«Au bord de la guerre nucléaire», Washington, Séoul et Tokyo lancent des exercices anti-missiles

«Au bord de la guerre nucléaire», Washington, Séoul et Tokyo lancent des exercices anti-missiles© US Navy
Le destroyer USS Stethem, illustration

Après les récents exercices des forces aériennes conjointes des Etats-Unis et de la Corée du Sud, une nouvelle simulation commence entre Tokyo, Washington et Séoul. La Corée du Nord estime que les belligérants sont «au bord de la guerre nucléaire.»

L'armée sud-coréenne annonce ce 11 décembre que des exercices conjoints ont commencé entre Séoul, Tokyo et Washington. Cette mission consiste à repérer des missiles ennemis tirés depuis des sous-marins et se terminera le 12 décembre. Son lancement a été annoncé quelques jours après des manœuvres aériennes dans la même zone à l'initiative des Etats-Unis et de leurs alliés.

Les missiles balistiques tirés depuis des sous-marins sont plus difficiles à détecter et des craintes ont récemment émergé quant au développement d'une telle technologie par la Corée du Nord. Il a par conséquent été décidé d'impliquer l'USS Stethem et l'USS Decatur, deux destroyers américains, dans des exercices avec le Chokai japonais et le Seoae Ryu Seong Ryong sud-coréen.

Les trois corps de marine «s'entraîneront à détecter une menace et à partager les informations entre alliés», selon un porte-parole du ministère japonais de la Défense à l'AFP, ajoutant que ces simulations «allaient se traduire dans les actes par la mise en place d'une stratégie de défense contre les missiles balistiques». Il s'agit du sixième exercice de ce genre au cours des dernières années.
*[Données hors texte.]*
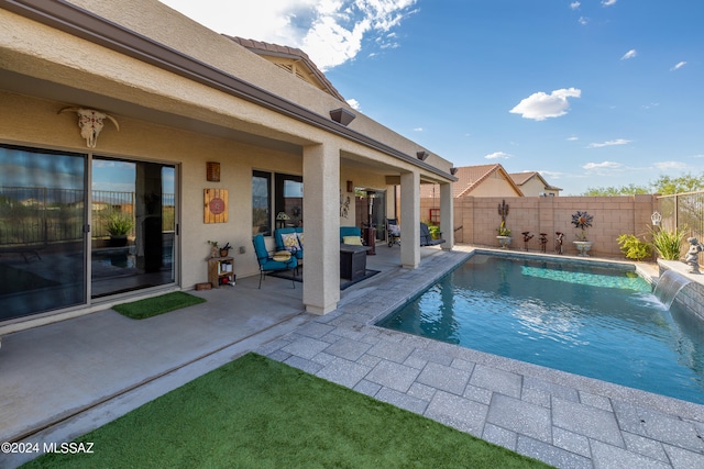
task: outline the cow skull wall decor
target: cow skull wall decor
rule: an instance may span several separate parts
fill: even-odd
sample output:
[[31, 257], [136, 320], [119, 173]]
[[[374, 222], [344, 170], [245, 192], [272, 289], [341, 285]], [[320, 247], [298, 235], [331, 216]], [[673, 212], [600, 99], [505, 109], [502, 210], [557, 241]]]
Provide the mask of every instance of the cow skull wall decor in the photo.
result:
[[75, 112], [78, 114], [78, 126], [80, 127], [80, 136], [86, 138], [86, 145], [88, 148], [95, 148], [98, 135], [102, 131], [103, 119], [109, 119], [114, 124], [116, 129], [120, 131], [120, 125], [113, 116], [106, 114], [105, 112], [96, 111], [95, 109], [84, 108], [63, 108], [58, 111], [62, 112]]

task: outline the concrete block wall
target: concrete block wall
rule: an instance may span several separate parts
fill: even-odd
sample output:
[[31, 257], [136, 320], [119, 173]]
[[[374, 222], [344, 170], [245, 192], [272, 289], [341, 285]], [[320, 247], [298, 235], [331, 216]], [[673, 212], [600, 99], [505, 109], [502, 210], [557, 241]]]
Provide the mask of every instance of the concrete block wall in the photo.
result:
[[[572, 214], [586, 211], [594, 216], [587, 238], [593, 242], [594, 256], [623, 258], [617, 238], [622, 234], [646, 235], [649, 233], [650, 215], [657, 208], [652, 194], [624, 197], [464, 197], [454, 199], [454, 233], [457, 243], [498, 246], [496, 230], [501, 224], [498, 205], [505, 200], [509, 206], [506, 225], [514, 237], [510, 247], [522, 249], [521, 232], [530, 232], [534, 237], [528, 243], [529, 250], [539, 250], [539, 234], [548, 235], [547, 250], [554, 250], [556, 232], [565, 234], [563, 253], [576, 255], [572, 242], [576, 230], [572, 225]], [[432, 199], [422, 199], [421, 217], [435, 206]], [[440, 215], [442, 216], [442, 214]]]

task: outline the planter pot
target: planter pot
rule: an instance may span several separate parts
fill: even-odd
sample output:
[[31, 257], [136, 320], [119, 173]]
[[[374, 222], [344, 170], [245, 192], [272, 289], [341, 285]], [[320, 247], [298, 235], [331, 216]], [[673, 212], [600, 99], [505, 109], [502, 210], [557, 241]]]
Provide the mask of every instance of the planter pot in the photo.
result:
[[576, 247], [576, 250], [579, 250], [578, 256], [580, 256], [580, 257], [590, 257], [590, 255], [586, 254], [586, 252], [592, 248], [592, 244], [594, 242], [591, 242], [591, 241], [573, 241], [572, 243], [574, 244], [574, 247]]
[[128, 235], [110, 235], [110, 247], [122, 247], [128, 245]]
[[508, 245], [510, 244], [510, 236], [496, 236], [496, 239], [498, 239], [498, 244], [502, 247], [502, 249], [508, 249]]

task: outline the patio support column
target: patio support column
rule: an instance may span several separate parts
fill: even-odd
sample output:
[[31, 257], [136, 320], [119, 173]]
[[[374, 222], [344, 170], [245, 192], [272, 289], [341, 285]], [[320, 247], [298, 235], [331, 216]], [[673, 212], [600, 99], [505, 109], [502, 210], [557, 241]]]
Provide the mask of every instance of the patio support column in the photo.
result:
[[452, 249], [454, 246], [454, 211], [452, 210], [452, 185], [449, 182], [440, 185], [440, 231], [444, 243], [440, 245], [443, 249]]
[[[304, 304], [327, 314], [340, 301], [340, 150], [304, 147]], [[327, 203], [326, 203], [327, 201]]]
[[420, 174], [400, 175], [400, 264], [406, 269], [420, 265]]

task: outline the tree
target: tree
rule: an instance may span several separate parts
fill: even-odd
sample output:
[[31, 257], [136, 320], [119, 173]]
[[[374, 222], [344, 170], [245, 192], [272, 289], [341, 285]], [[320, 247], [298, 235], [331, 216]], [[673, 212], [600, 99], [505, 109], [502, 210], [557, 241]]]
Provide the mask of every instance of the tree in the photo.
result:
[[693, 176], [691, 172], [685, 172], [676, 178], [671, 176], [660, 176], [647, 186], [636, 186], [630, 183], [622, 187], [604, 187], [604, 188], [587, 188], [583, 196], [632, 196], [636, 193], [660, 193], [662, 196], [672, 196], [682, 192], [695, 192], [704, 190], [704, 172], [700, 176]]
[[704, 190], [704, 171], [700, 176], [685, 172], [679, 178], [660, 176], [654, 182], [651, 182], [651, 187], [652, 192], [663, 196]]
[[587, 188], [583, 196], [597, 197], [597, 196], [632, 196], [635, 193], [650, 193], [648, 186], [636, 186], [630, 183], [622, 187], [605, 187], [605, 188]]

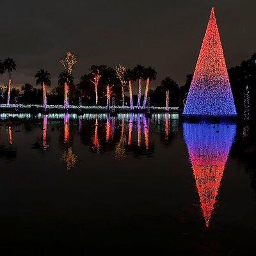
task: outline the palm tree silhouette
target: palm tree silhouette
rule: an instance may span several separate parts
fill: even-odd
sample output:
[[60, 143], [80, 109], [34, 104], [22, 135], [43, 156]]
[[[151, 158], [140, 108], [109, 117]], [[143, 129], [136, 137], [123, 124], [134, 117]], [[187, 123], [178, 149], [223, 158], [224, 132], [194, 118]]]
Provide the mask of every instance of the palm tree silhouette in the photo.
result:
[[147, 80], [147, 82], [146, 82], [146, 87], [145, 89], [144, 100], [142, 105], [143, 109], [144, 109], [146, 107], [150, 82], [152, 80], [156, 80], [156, 74], [157, 74], [156, 71], [151, 67], [148, 67], [147, 68], [145, 69], [144, 78]]
[[135, 75], [133, 70], [130, 68], [127, 69], [124, 75], [124, 79], [129, 83], [129, 95], [130, 97], [130, 108], [131, 109], [134, 109], [132, 100], [132, 83], [136, 80]]
[[64, 108], [67, 111], [69, 108], [68, 103], [68, 86], [73, 84], [74, 77], [67, 71], [63, 71], [59, 76], [58, 84], [64, 84]]
[[0, 75], [3, 75], [4, 73], [4, 63], [0, 60]]
[[45, 71], [44, 69], [40, 69], [35, 75], [35, 77], [36, 78], [36, 84], [41, 84], [43, 87], [44, 92], [44, 109], [47, 110], [47, 99], [46, 95], [46, 86], [51, 86], [51, 74], [48, 71]]
[[161, 82], [161, 86], [166, 92], [166, 109], [169, 109], [169, 94], [170, 92], [173, 92], [179, 88], [178, 84], [170, 77], [166, 77]]
[[137, 65], [133, 68], [133, 72], [135, 74], [135, 77], [138, 79], [138, 104], [137, 109], [140, 107], [140, 100], [141, 99], [141, 86], [142, 86], [142, 79], [145, 77], [145, 68], [141, 65]]
[[9, 73], [7, 104], [10, 105], [10, 97], [11, 95], [11, 85], [12, 85], [11, 72], [12, 71], [16, 70], [16, 63], [15, 61], [14, 61], [13, 59], [11, 59], [9, 57], [8, 57], [6, 59], [4, 59], [3, 62], [3, 65], [4, 67], [4, 70], [8, 70]]

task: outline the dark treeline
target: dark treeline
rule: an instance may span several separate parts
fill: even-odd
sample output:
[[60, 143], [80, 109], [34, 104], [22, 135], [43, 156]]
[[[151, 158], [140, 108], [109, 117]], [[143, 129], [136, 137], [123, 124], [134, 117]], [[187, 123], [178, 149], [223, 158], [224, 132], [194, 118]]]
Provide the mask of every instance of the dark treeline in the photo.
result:
[[[6, 59], [5, 62], [1, 63], [0, 65], [1, 72], [3, 74], [4, 69], [7, 70], [10, 77], [10, 72], [15, 70], [16, 68], [15, 65], [14, 68], [13, 66], [12, 68], [10, 68], [10, 60], [12, 59]], [[44, 70], [40, 70], [39, 72], [42, 72], [42, 71], [44, 72]], [[254, 84], [256, 83], [256, 54], [253, 54], [249, 60], [243, 61], [240, 65], [231, 68], [228, 71], [237, 113], [241, 116], [243, 116], [244, 111], [244, 97], [247, 93], [250, 97], [251, 116], [255, 116], [256, 115], [255, 104], [256, 103], [254, 100], [255, 95]], [[99, 74], [100, 79], [95, 86], [95, 79], [97, 74]], [[111, 98], [115, 97], [115, 102], [116, 106], [122, 104], [123, 92], [125, 105], [130, 106], [129, 95], [131, 92], [129, 90], [134, 90], [138, 86], [140, 87], [141, 82], [140, 84], [143, 84], [141, 102], [147, 91], [144, 88], [147, 88], [147, 84], [148, 84], [147, 97], [150, 99], [150, 106], [165, 106], [168, 104], [169, 106], [182, 108], [193, 78], [193, 75], [187, 75], [185, 84], [179, 86], [172, 78], [168, 77], [153, 90], [150, 88], [150, 84], [152, 80], [156, 79], [156, 72], [151, 67], [145, 68], [138, 65], [133, 69], [127, 69], [123, 75], [122, 81], [117, 75], [116, 69], [106, 65], [93, 65], [88, 72], [81, 76], [79, 82], [75, 84], [74, 77], [71, 75], [68, 75], [67, 72], [63, 72], [58, 77], [56, 87], [50, 88], [51, 82], [47, 83], [47, 103], [48, 104], [63, 104], [64, 84], [68, 81], [70, 104], [78, 104], [79, 99], [81, 99], [83, 105], [106, 106], [107, 86], [109, 86]], [[51, 79], [51, 77], [49, 78]], [[37, 79], [38, 79], [38, 77]], [[38, 81], [43, 82], [44, 77], [41, 77], [41, 79], [39, 77]], [[130, 84], [131, 86], [129, 86]], [[96, 87], [98, 95], [97, 102], [95, 100]], [[1, 103], [6, 102], [8, 89], [8, 84], [4, 88], [0, 88]], [[136, 106], [140, 95], [140, 94], [135, 95], [134, 93], [132, 94], [133, 104]], [[168, 94], [168, 96], [167, 94]], [[166, 97], [168, 97], [169, 99], [167, 100], [168, 102], [166, 102]], [[10, 99], [11, 103], [15, 103], [14, 99], [16, 99], [19, 104], [42, 104], [43, 90], [42, 88], [37, 88], [32, 84], [25, 83], [22, 86], [20, 90], [15, 88], [12, 89]]]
Un porte-parole de la Défense sud-coréenne a déclaré à l'agence de presse Yonhap : «[Nous] surveillons de très près les sites balistiques nord-coréens. Il n'y a pour l'instant aucune trace de provocation imminente, mais nous sommes entièrement préparés pour une réponse adéquate en cas de besoin.»

Une simulation en chasse une autre

Séoul a condamné le dernier essai de Pyongyang, le président sud-coréen, Moon Jae-in, l'a qualifiant de «provocation irresponsable», avant d'ajouter : «Nous devons éviter tout scénario suivant lequel [la Corée du] Nord pourrait avoir mal évalué la situation et nous menacerait d'une frappe nucléaire, sans quoi les Etats-Unis pourraient envisager une frappe préventive.»

Pyongyang a, de son côté, estimé que Donald Trump «suppliait» qu'une guerre atomique ait lieu et, après ces exercices aériens dans la péninsule coréenne, a accusé les Etats-Unis de précipiter la région «au bord de la guerre nucléaire.»

Dans ce contexte de vives tensions, une simulation aérienne du même genre que celle qui vient d'être lancée avait eu lieu entre le 4 et le 8 décembre derniers. Impliquant la Corée du Sud et les Etats-Unis, cet exercice baptisé «Vigilant Ace 18», était présenté comme le «plus important exercice militaire aérien conjoint» impliquait un contingent de 12 000 soldats et un total de 230 avions de combat. Six avions de combat F-35A et six F-22 Raptor furtifs ont été spécialement affectés à ces manœuvres.

«Double-gel» des hostilités : Moscou et Pékin plaident pour la diplomatie

La Russie et la Chine plaident de leur côté en faveur de leur plan diplomatique, dit de «double-gel» des forces en présence, appelant à une interruption des essais nucléaires opérés par Pyongyang en échange d'un arrêt des exercices militaires conjoints entre Séoul et Washington.

Cette solution diplomatique a toutefois été rejetée par les Etats-Unis à l'été 2017. Heather Nauert, porte-parole du département d'Etat américain, avait déclaré que Washington continuerait de mener à sa guise des exercices militaires avec ses alliés sud-coréens.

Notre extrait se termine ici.